The team observed Pollock’s technique through documentaries, analyzing his style and the resulting paintings of his process. “Important aspects to observe were the speed that the hand moved and the height at which the hand stood above the canvas,” Zenit said.


“To make such observations, we first take very high-resolution photographs of Pollock’s works. Then we do image processing … then do measurements on them based on the framework of fluid dynamics,” said Andrzej Herczynski, a research professor and laboratory director at Boston College who has published several papers on the fluid dynamical effects in Pollock’s paintings.


The team replicated Pollock’s technique by creating a machine with a stationary syringe at a fixed height that dripped fluid onto a moving canvas. “By doing this laboratory experiment under the same conditions, we can replicate his technique. In a sense, (we) dehumanize Jackson Pollock and understand in which set of conditions he was painting,” Zenit said.


When pouring a highly viscous fluid, such as honey, onto a surface, the fluid tends to accumulate and build on top of itself rather than dispersing outward like water, Zenit said. “By moving his hand, he was able to overcome this instability,” Zenit added.


Evidence of this accumulation, or coil, can be seen when Pollock slows his movement while physically turning himself or his hand. “This is especially evident in his painting (‘Number 1A, 1948’),” Herczynski said.


Pollock avoided droplets, or fragmentation, in his work in addition to the coiling. He deliberately created straight lines with thick paint, rather than droplets. “For example, the water jet coming out of a shower head fragments into droplets. … By using very viscous fluids, you can actually prevent that fragmentation from occurring. If you used paint that had little viscosity, the liquid paint would fragment and wouldn’t be able to deposit these straight lines,” Zenit said.


The rheology of a material — how a fluid responds or flows when you push it or apply a force on it — is also an important property of paint, Ribe said. “Paint has a specific rheology. You want it to stick to the brush when you pull it out … of the pot. As you move the brush over the surface, you want the paint to come off, and you want the paint to stay put where you painted it.” Fluids that respond to a certain level of force, like the force applied by a paintbrush, are called yield stress fluids.

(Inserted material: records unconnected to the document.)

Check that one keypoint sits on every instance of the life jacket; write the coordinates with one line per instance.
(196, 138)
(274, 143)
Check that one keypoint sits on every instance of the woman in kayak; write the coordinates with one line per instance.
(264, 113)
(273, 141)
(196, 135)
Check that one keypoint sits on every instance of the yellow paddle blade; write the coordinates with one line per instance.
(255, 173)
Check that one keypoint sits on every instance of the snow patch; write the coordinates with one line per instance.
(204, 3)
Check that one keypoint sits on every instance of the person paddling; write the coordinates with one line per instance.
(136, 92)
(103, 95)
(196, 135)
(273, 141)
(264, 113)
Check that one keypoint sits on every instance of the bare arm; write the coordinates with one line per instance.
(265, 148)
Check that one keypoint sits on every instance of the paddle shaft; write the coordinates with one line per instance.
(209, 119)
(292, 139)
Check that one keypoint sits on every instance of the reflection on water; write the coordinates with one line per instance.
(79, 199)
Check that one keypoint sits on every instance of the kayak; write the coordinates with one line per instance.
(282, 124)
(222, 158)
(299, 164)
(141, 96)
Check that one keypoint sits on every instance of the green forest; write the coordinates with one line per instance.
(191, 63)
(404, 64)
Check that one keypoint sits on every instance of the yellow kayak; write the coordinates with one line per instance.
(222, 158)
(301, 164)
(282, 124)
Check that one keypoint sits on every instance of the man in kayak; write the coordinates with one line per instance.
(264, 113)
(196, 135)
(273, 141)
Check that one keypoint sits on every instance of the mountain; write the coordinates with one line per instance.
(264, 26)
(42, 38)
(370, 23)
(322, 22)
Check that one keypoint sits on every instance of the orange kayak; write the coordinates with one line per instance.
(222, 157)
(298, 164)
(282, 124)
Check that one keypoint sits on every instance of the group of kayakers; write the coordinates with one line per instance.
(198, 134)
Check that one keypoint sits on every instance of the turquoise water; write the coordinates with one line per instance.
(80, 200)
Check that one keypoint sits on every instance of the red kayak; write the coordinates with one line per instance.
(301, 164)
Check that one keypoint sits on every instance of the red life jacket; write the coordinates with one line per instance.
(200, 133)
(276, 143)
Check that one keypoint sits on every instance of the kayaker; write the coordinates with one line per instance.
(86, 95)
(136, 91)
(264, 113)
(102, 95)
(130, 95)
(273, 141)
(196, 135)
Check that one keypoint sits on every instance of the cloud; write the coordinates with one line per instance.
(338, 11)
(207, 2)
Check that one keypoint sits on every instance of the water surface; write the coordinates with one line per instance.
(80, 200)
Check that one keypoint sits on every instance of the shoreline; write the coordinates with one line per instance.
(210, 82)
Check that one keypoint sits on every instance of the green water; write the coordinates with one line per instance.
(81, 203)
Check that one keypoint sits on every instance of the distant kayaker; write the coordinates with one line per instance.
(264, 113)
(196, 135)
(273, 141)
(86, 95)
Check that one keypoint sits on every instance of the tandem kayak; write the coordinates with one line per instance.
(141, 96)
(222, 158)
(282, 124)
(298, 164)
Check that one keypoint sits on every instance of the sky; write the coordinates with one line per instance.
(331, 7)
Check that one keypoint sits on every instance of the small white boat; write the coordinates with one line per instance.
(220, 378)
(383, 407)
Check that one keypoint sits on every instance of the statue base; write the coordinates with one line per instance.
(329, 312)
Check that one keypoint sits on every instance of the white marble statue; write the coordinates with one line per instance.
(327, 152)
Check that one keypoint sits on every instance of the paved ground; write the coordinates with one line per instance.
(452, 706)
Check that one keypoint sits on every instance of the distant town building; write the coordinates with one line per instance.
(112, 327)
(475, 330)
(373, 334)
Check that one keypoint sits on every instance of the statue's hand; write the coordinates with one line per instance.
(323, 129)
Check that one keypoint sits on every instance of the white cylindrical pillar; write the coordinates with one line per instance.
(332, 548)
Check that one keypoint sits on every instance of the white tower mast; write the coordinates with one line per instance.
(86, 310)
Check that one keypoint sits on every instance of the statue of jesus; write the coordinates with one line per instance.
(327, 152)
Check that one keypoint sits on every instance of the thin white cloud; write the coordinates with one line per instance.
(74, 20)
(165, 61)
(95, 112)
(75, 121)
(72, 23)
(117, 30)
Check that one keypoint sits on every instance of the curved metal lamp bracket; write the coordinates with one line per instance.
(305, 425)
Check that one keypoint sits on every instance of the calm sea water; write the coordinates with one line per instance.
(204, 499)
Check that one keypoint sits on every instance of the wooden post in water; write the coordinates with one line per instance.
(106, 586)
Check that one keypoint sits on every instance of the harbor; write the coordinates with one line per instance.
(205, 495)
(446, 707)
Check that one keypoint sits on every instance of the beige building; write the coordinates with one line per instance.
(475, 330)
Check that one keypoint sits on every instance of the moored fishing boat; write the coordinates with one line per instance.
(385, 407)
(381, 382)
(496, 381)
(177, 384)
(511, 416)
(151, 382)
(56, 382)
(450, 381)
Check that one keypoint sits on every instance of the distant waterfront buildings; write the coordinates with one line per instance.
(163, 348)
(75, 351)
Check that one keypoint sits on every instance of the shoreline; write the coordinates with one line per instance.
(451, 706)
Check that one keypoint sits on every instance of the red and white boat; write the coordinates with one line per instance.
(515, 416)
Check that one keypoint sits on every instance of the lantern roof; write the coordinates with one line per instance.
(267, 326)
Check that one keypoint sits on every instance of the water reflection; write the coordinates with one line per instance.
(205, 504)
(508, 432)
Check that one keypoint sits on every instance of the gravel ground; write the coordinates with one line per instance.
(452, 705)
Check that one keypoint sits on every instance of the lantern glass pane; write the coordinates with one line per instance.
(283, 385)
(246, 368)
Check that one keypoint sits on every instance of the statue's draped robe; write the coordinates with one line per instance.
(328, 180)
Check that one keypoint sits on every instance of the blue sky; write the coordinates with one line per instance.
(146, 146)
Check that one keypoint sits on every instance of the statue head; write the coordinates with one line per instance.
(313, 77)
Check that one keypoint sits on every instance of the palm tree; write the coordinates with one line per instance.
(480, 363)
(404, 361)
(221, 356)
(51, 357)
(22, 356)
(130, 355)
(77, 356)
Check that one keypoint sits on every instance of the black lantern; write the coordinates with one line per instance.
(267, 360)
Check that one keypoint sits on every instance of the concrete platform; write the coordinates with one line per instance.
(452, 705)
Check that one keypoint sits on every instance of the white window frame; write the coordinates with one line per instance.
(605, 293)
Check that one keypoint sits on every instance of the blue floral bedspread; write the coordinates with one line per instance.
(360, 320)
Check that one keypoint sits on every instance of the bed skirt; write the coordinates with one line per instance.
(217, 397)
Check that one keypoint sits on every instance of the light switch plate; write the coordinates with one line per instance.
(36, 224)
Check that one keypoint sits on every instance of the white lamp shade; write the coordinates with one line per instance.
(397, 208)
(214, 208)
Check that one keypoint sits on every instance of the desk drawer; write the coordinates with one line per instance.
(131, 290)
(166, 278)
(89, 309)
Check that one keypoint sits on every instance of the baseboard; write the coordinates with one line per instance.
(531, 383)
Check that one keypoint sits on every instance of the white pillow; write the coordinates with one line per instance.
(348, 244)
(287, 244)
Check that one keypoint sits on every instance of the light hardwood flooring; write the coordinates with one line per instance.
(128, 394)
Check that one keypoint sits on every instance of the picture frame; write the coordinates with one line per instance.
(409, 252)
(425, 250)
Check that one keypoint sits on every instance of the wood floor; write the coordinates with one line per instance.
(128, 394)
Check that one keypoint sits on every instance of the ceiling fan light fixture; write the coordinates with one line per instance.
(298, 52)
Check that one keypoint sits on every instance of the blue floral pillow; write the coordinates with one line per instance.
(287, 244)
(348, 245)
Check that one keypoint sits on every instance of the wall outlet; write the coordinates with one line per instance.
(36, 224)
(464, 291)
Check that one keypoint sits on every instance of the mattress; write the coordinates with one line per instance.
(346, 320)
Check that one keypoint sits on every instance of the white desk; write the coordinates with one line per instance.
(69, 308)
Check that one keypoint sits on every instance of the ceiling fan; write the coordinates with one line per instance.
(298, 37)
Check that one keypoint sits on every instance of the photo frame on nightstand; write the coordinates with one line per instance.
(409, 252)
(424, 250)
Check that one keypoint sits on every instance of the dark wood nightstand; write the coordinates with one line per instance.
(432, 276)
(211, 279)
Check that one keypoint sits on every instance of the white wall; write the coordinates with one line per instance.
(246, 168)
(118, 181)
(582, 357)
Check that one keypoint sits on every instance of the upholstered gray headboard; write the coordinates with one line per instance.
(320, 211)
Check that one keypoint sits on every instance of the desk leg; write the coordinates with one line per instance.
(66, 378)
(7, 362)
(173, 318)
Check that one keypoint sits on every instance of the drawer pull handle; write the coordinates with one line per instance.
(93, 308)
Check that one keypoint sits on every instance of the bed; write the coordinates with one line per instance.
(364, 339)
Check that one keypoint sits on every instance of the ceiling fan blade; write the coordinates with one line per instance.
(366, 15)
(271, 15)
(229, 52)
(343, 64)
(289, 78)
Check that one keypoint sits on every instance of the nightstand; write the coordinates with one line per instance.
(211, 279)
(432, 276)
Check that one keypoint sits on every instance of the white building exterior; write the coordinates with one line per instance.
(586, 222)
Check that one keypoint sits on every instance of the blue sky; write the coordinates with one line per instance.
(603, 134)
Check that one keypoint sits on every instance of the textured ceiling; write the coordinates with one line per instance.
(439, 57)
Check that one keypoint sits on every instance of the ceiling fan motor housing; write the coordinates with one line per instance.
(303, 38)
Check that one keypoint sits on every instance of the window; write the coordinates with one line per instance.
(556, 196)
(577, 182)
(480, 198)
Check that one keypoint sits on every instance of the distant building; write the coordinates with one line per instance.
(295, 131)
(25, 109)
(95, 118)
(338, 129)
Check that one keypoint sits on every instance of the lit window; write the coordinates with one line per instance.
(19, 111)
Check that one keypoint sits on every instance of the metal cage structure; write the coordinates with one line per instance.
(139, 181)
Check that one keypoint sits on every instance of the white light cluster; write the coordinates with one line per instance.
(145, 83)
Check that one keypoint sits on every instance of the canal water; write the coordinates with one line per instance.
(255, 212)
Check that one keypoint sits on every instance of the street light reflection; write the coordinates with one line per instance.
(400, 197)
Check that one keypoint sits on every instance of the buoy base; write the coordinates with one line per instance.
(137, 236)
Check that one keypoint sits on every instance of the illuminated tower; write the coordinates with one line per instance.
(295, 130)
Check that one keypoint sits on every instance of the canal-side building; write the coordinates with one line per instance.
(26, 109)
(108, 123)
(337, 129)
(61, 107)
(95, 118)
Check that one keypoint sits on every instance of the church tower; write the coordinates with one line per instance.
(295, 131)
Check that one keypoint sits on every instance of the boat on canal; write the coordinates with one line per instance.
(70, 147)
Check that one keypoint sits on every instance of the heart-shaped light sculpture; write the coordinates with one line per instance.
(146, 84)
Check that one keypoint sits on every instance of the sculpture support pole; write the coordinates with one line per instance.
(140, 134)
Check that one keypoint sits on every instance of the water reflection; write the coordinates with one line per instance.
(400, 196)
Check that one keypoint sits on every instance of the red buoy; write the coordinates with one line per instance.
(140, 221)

While Zenit said that the research could have applications in identifying counterfeit Pollock paintings, Herczynski said the research should be understood as a contribution “to the art historical discussion about these works, how they were created, why they look the way they do and how to interpret what one sees. Our goal is to bring physics tools to a painting or a collection of paintings by an artist who … invited nature to play a role in his process.”


In the future, Zenit hopes to investigate the presence of instabilities in other forms of art, such as watercolor painting. “My hope is to engage with local artists, to have them in the lab … to make the idea of collaboration within fields a tangible idea,” he added.